COCINA OVO-LACTO-VEGETARIANA... Y OTRAS EXQUISITECES.


Yo cocino desde que era una niña. Por aquel entonces, amasaba el pan con arena y agua y lo dejaba secar al sol, con paciencia. Hacía exquisitas sopas con hierbecitas, piedras y agua, y luego se las daba a mis muñecas. Siempre estuvieron muy bien alimentadas.

Hoy sigo cocinando. Y lo hago para alimentar el cuerpo y el espíritu de mi familia, de mis amigos, para procurarles un poquito de salud y felicidad. Y , de paso, para dar cauce a una de las expresiones creativas que más me relajan y que mayor placer pueden llegar a causar en mi querido prójimo: un plato vegetariano, equilibrado, sabroso, aromático, bien presentado … agradable en fin a todos los sentidos.
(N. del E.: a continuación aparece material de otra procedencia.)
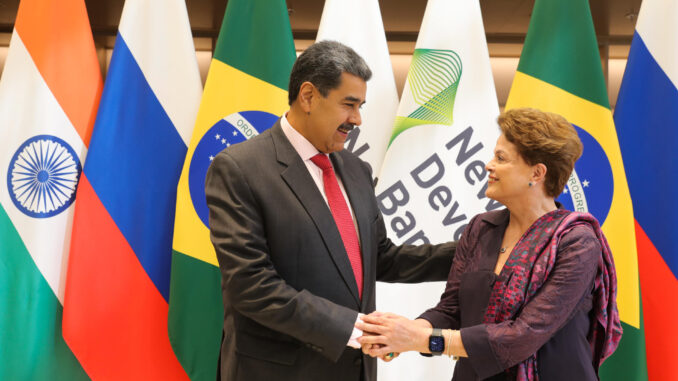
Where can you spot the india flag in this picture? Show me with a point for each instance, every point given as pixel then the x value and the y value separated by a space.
pixel 245 93
pixel 560 71
pixel 49 93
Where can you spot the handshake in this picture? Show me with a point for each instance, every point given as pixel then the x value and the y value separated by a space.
pixel 386 335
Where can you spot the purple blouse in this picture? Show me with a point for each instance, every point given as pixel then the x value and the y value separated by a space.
pixel 554 324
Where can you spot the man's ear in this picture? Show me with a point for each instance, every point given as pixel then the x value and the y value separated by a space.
pixel 307 92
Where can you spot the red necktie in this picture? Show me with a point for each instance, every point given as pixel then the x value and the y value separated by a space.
pixel 342 217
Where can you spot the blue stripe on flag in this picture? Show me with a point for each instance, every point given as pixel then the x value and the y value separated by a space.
pixel 134 163
pixel 646 117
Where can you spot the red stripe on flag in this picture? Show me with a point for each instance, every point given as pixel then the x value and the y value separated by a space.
pixel 115 320
pixel 658 289
pixel 58 37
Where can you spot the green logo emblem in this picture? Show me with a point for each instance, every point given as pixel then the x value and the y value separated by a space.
pixel 433 80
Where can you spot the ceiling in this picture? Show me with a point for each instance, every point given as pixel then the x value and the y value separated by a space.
pixel 505 22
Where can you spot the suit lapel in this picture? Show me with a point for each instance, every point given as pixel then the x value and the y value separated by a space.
pixel 300 182
pixel 359 198
pixel 492 243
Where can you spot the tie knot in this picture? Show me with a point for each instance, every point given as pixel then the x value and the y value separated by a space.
pixel 322 161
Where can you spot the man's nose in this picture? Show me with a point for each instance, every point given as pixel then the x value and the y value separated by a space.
pixel 355 118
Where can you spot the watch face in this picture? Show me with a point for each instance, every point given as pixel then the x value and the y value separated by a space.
pixel 436 344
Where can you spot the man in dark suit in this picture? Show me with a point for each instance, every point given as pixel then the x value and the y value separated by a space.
pixel 299 237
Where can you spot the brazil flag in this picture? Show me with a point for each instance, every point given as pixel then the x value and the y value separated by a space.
pixel 560 71
pixel 245 93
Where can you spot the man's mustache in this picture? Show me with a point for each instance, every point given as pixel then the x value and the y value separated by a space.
pixel 348 127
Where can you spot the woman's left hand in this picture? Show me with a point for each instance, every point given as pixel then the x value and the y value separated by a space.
pixel 392 333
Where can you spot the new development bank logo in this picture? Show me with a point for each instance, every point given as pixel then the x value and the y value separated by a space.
pixel 590 187
pixel 230 130
pixel 433 81
pixel 42 176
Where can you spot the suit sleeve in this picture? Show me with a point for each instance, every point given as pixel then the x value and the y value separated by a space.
pixel 250 282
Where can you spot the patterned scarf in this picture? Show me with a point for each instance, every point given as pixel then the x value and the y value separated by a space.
pixel 532 261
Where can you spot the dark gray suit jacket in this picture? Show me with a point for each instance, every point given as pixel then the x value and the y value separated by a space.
pixel 290 296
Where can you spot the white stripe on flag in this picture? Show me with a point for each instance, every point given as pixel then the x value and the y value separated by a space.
pixel 659 30
pixel 160 28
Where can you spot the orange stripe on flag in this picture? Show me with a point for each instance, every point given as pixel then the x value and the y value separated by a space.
pixel 58 37
pixel 111 343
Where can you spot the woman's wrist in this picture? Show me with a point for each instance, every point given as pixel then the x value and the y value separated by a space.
pixel 422 340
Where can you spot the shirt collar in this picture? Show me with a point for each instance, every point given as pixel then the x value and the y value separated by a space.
pixel 304 148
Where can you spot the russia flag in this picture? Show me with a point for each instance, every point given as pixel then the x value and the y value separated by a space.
pixel 646 117
pixel 115 309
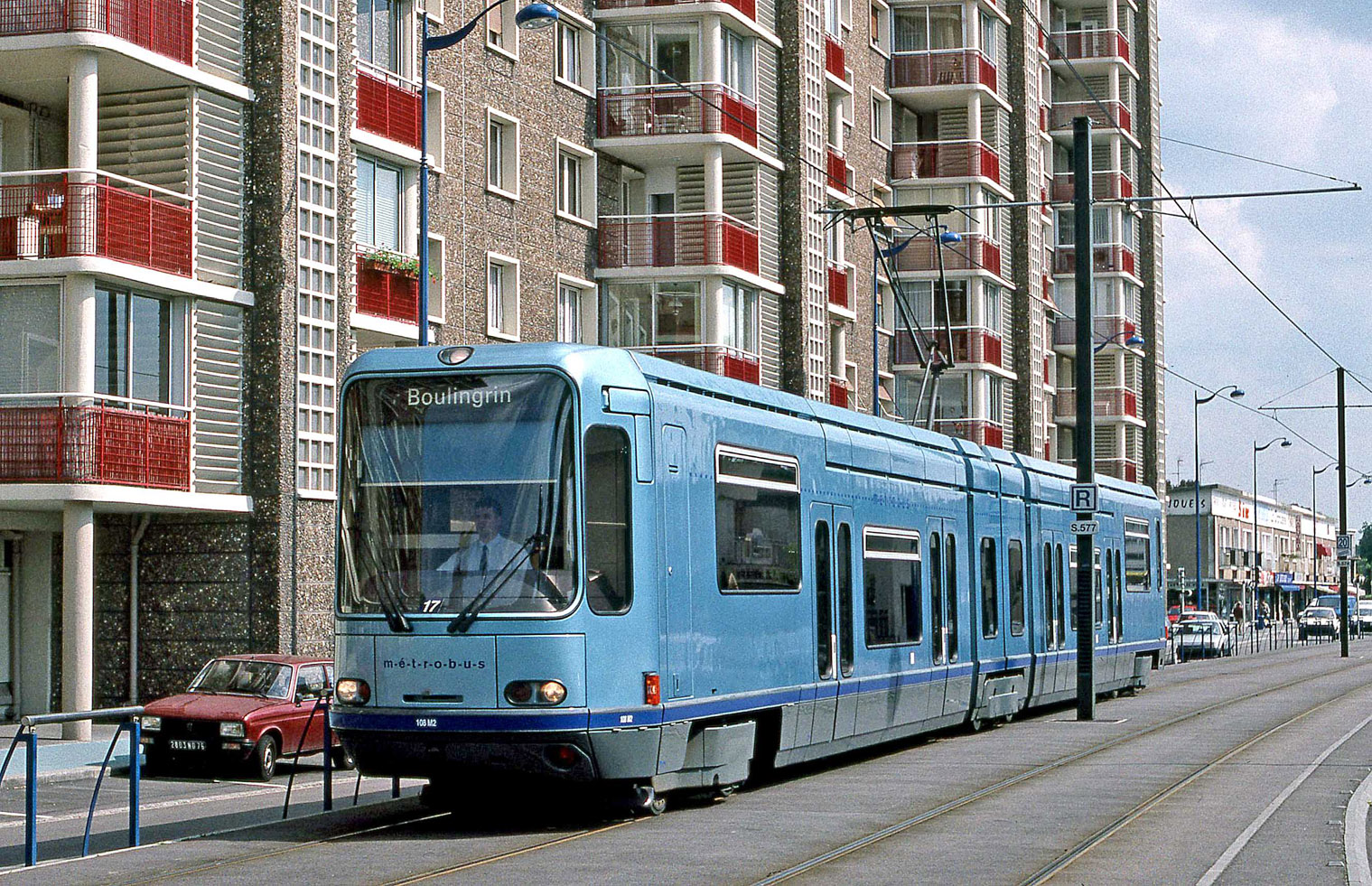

E incluyo, por supuesto, el sentido común: Obviamente, merece la pena cualquier plan dietético que nos ayude a aumentar nuestra sensibilidad ética, respete más los recursos del planeta y sea potencialmente capaz de hacer desaparecer el hambre. El vegetariano sabe que con su vida diaria contribuye de forma privada, pequeña e indirecta al alivio del sufrimiento humano y animal. Tiene conciencia de que en vez de ser parte de un problema es parte de una solución potencial. No cabe mayor sentido común.

Lo que os ofrezco son pequeños experimentos culinarios que yo misma he ido realizando y recopilando a lo largo de casi veinte años de mi experiencia vegetariana. Por supuesto, casi todos tienen su origen en una receta que un día leí, observé y apunté, escuché, o me fue transmitida por las sabias manos de mi abuela. Pero mi absoluta incapacidad para seguir una receta al pie de la letra (mi madre dice que esto tiene que ver con mi creatividad, pero yo pienso más bien que es por mi afán desmedido de libertad en todos los campos), me ha llevado a escribir mi propio recetario.

Espero que os animéis a cultivar conmigo un arte que es pura alquimia, pura armonía, salud y magia: el arte de la cocina vegetariana.




"Que tu alimento sea tu medicina y tu medicina sea tu alimento." Hipócrates

4.8.11

Bizcocho de chocolate con melocotones enamorados.


Esta mañana, en el mercado, me he enamorado de unos melocotones que brillaban como auténticos soles. Habían llenado el aire de un perfume aromático y profundo, y se me ha hecho la boca agua... Creo que ha sido un flechazo mutuo. Durante el camino a casa, seguían regalándome su perfume desde la cesta sin ningún miramiento. Al final no he podido más, he sacado uno, y le dado un refregón por la manga para limpiarlo un poco, para acabar pegándole un bocado hasta el mismo corazón que me ha sabido a gloria bendita.

Aquí tenéis este bizcocho con melocotones de Calatayud, de secano, de los buenos. De los que te hacen dar gracias a la naturaleza por todas sus bondades.
El bizcocho es lo de menos. Coged cualquiera de las recetas que he usado ya, o una de las vuestras. Añadid a la masa un buen trozo de chocolate derretido. Y comedlo con unos melocotones troceados y hervidos con muy poca agua y con una cucharada de azúcar moreno y otra de canela molida. En el momento de comerlo, rociad el pedazo de bizcocho con un poco del líquido de cocer la fruta.
Pero, sobre todo, imitad a Santiago en este fragmento de la novela de Cristina López Barrio. Haced la masa con ese mismo amor sólido, líquido y gaseoso... y obtendréis la receta perfecta.



“No tardaron las manos de Santiago en sumergirse en un bol de yemas de huevo. Abrió la ventana de par en par. A las yemas unió harina, azúcar, una pizca de sal; sus dedos mezclaron los ingredientes transformándolos en una masa donde hundió sólo el índice y el corazón de la mano derecha para comprobar la consistencia. Era perfecta. Besó aquel trozo de masa y lo junto con el resto. Sabía que Úrsula le estaba mirando desde su ventana. Ella también podía sentir la suavidad de la masa. Santiago abrió una red de limones y raspó la corteza de uno de ellos hasta que la ralladura quedó en un montoncito, tan erizada y solitaria que se convertía en un pubis de oro. Él la observó con veneración, como si observara un paisaje que podía desmenuzar entre sus manos, chuparlo, olerlo. Y eso hizo. Luego echó la ralladura en la masa, extendió ésta sobre la encimera con la ayuda de un rodillo y le pintó con huevo el rostro. Ella jamás había visto cocinar con tanto amor, con un amor sólido, líquido, gaseoso; un amor que atravesaba el patio y agigantaba las corolas de las petunias, transformando el alféizar en una selva que se abría paso ante lo inevitable.”